Optimal Selection of Interconnections in Composite Systems for Structural Controllability

TL;DR

This paper develops a polynomial-time algorithm to identify the minimal set of interconnections needed to ensure structural controllability in composite systems of identical subsystems.

Contribution

It introduces an optimal algorithm for selecting the smallest interconnection set to maintain controllability in composite systems.

Findings

Algorithm finds minimal interconnection set efficiently.

Ensures structural controllability with fewer links.

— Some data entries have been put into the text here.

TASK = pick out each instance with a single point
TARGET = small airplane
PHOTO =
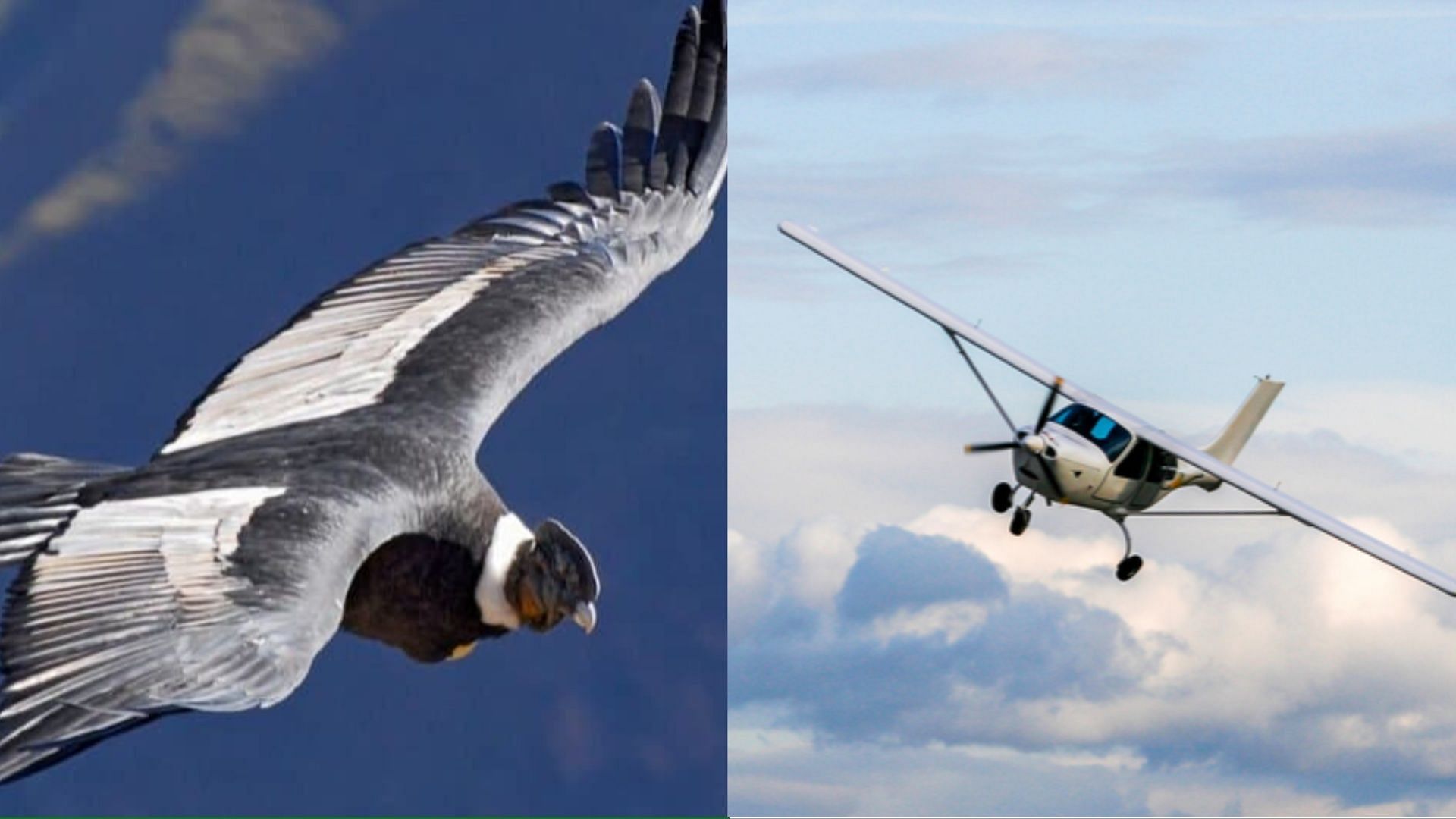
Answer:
(1095, 455)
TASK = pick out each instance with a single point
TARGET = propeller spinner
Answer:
(1034, 444)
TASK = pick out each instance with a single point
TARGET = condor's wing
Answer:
(1193, 455)
(441, 335)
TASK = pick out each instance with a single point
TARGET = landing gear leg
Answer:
(1128, 567)
(1002, 497)
(1021, 518)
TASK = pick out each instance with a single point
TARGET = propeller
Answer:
(1033, 444)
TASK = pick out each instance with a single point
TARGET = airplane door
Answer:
(1161, 468)
(1125, 479)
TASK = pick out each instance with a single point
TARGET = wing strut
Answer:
(986, 387)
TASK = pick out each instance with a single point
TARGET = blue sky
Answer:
(1159, 206)
(178, 178)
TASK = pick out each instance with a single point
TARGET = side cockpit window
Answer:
(1109, 435)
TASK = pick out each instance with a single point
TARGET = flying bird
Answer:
(328, 479)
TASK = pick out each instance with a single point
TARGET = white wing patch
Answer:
(343, 356)
(181, 528)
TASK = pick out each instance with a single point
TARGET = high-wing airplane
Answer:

Applicable to systems with identical subsystem patterns.

Abstract

In this paper, we study structural controllability of a linear time invariant (LTI) composite system consisting of several subsystems. We assume that the neighbourhood of each subsystem is unconstrained, i.e., any subsystem can interact with any other subsystem. The interaction links between subsystems are referred as interconnections. We assume the composite system to be structurally controllable if all possible interconnections are present, and our objective is to identify the minimum set of interconnections required to keep the system structurally controllable. We consider structurally identical subsystems, i.e., the zero/non-zero pattern of the state matrices of the subsystems are the same, but dynamics can be different. We present a polynomial time optimal algorithm to identify the minimum cardinality set of interconnections that subsystems must establish to make the composite system structurally controllable.